As for the United Center, CDPH Commissioner Dr. Allison Arwady said Pfizer doses are currently being administered but the city is "waiting to hear from FEMA on their intended plans for vaccination" as Johnson & Johnson doses were expected to be used at the facility in the coming days and weeks. For now, the city has stopped booking new walk-up appointments for the facility.

Gov. J.B. Pritzker said the state will be sending 50,000 first doses of the Pfizer and Moderna vaccines to the city within the next week, with plans to send an additional 50,000 doses in the coming weeks to be used for the second shots.

"While incredibly rare, anyone who has received the J&J vaccine who develops severe headache, abdominal pain, leg pain, or shortness of breath within three weeks after their vaccination should contact their health provider," the city said. "This recommendation does not affect Pfizer or Moderna vaccine in any way. Vaccination remains critical to protect Chicagoans from COVID-19 and we will share more information as we receive it."

Illinois will also pause use of the Johnson & Johnson vaccine "out of an abundance of caution"

"IDPH has notified all Illinois COVID-19 providers throughout the state to discontinue use of the J&J vaccine at this time," the Illinois Department of Public Health said in a statement. "In order to keep appointments, IDPH is strongly advising providers to use Pfizer-BioNTech and Moderna vaccines."

Health officials say a majority of Illinois' vaccine doses are from Moderna and Pfizer's vaccines. Of the expected 483,720 doses the state is set to receive next week, 5,800 were set to be Johnson & Johnson.

"IDPH will continue to update the public as additional information becomes available," the department's statement read.

Walgreens, Jewel-Osco and several Chicago-area counties have said they plan to pause J&J vaccinations as well.

In a joint statement Tuesday, the CDC and FDA said they were investigating unusual clots in six women that occurred 6 to 13 days after vaccination. The clots occurred in veins that drain blood from the brain and occurred together with low platelets. All six cases were in women between the ages of 18 and 48.

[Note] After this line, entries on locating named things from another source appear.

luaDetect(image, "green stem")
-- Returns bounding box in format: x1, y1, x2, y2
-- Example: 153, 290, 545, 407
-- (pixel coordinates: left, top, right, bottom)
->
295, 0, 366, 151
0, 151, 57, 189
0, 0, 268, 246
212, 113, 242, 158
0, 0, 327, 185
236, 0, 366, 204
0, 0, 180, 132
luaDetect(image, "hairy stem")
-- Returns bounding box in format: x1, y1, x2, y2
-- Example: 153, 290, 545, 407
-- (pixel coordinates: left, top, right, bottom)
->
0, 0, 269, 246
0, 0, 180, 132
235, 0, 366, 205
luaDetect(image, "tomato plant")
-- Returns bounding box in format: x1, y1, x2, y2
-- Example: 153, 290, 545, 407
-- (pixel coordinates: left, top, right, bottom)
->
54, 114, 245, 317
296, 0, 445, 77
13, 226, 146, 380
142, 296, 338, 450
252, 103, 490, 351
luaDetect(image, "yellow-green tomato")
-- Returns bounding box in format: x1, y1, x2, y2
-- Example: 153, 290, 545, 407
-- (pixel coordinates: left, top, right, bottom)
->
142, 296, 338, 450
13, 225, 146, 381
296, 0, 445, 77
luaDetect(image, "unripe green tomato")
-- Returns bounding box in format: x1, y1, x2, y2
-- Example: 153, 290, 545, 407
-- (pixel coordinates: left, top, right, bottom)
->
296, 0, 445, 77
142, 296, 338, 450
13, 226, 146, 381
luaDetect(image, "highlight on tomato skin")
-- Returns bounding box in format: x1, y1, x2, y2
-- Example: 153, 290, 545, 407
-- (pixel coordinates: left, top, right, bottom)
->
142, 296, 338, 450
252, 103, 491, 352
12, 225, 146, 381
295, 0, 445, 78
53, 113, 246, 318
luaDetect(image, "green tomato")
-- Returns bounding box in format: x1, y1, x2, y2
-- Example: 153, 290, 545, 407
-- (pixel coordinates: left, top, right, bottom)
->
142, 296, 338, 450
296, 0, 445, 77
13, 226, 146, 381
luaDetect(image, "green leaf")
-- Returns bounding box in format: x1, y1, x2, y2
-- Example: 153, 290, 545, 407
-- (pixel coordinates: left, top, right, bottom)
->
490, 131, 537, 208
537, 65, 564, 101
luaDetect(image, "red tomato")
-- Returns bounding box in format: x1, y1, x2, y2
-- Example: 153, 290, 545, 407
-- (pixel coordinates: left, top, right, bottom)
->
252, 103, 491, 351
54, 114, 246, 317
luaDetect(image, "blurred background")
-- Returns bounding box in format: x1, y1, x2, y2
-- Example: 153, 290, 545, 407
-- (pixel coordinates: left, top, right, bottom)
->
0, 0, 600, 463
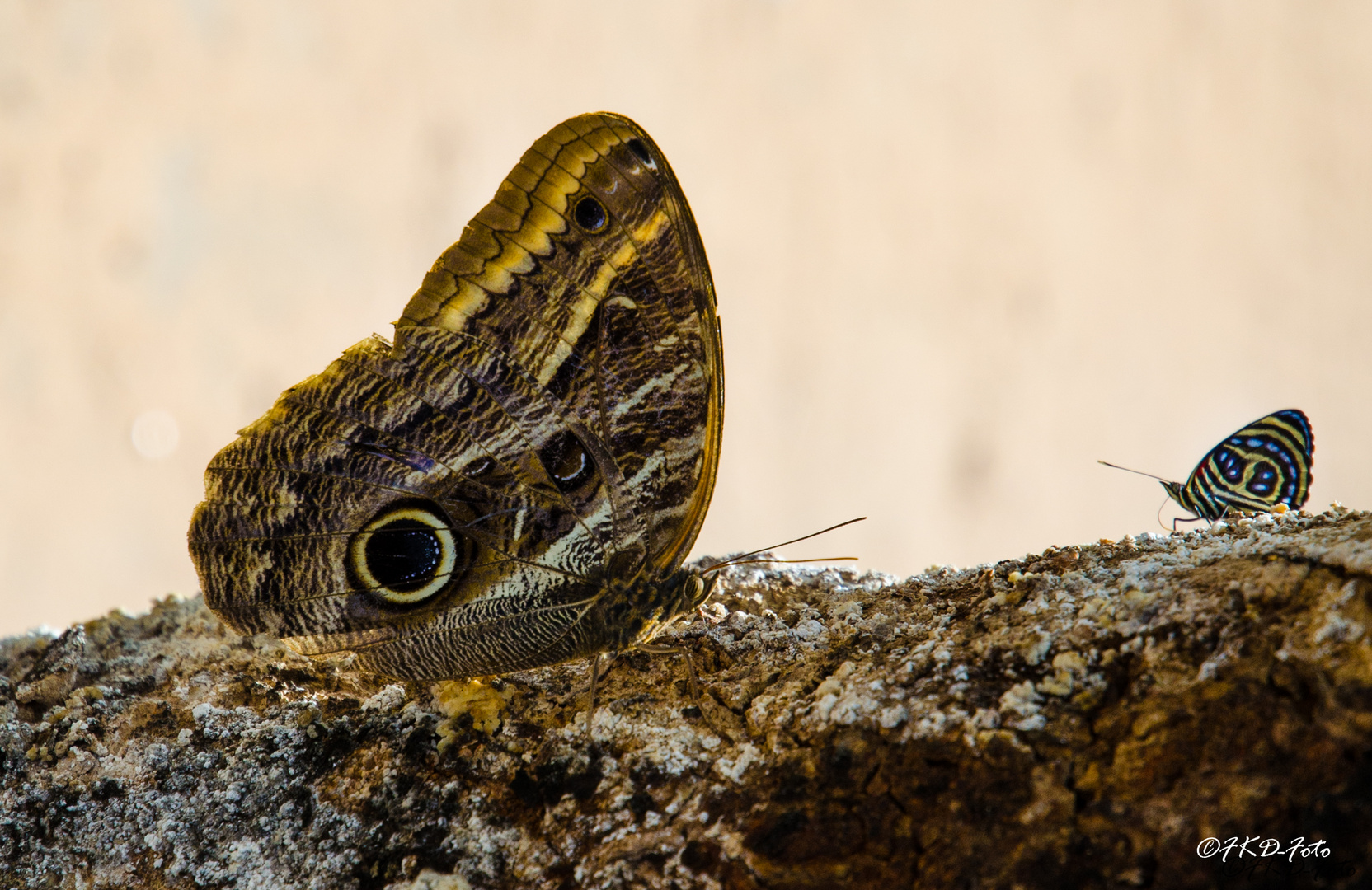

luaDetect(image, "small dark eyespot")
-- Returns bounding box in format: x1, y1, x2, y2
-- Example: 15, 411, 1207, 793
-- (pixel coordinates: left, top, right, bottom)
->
572, 194, 609, 233
538, 432, 595, 492
627, 138, 657, 170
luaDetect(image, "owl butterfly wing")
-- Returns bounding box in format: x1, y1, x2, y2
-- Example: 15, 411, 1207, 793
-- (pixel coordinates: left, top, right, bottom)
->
397, 112, 725, 574
190, 115, 723, 677
1184, 409, 1314, 520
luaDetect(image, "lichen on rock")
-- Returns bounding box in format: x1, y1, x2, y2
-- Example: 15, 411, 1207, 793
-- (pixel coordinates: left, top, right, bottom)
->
0, 510, 1372, 890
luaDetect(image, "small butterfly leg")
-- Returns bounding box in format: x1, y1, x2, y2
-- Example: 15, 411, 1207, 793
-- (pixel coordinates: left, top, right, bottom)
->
1172, 516, 1213, 532
635, 643, 700, 706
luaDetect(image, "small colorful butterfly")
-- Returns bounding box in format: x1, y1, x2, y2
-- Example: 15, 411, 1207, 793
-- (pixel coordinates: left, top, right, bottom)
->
1099, 409, 1314, 529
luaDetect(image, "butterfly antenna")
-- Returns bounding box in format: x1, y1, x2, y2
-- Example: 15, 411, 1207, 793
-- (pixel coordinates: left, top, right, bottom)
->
701, 516, 867, 572
1097, 461, 1172, 483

The reports appear similar to a rare, unusual type of clotting disorder that European authorities say is possibly linked to another COVID-19 vaccine not yet cleared in the U.S., from AstraZeneca.

More than 6.8 million doses of the J&J vaccine have been administered in the U.S., the vast majority with no or mild side effects.

Officials say they want to educate vaccine providers and health professionals about the “unique treatment” required for this type of clot.

They are recommending that people who were given the J&J vaccine who are experiencing severe headache, abdominal pain, leg pain, or shortness of breath within three weeks after receiving the shot contact their health care provider.

If you received the J&J shot and have not developed any of the side effects associated with signs of blood clots within three weeks after vaccination, the risk of an adverse reaction is unlikely. Health officials urge patients to continue monitoring for symptoms.

An advisory committee is scheduled to meet Wednesday to review the reactions and consider how to proceed.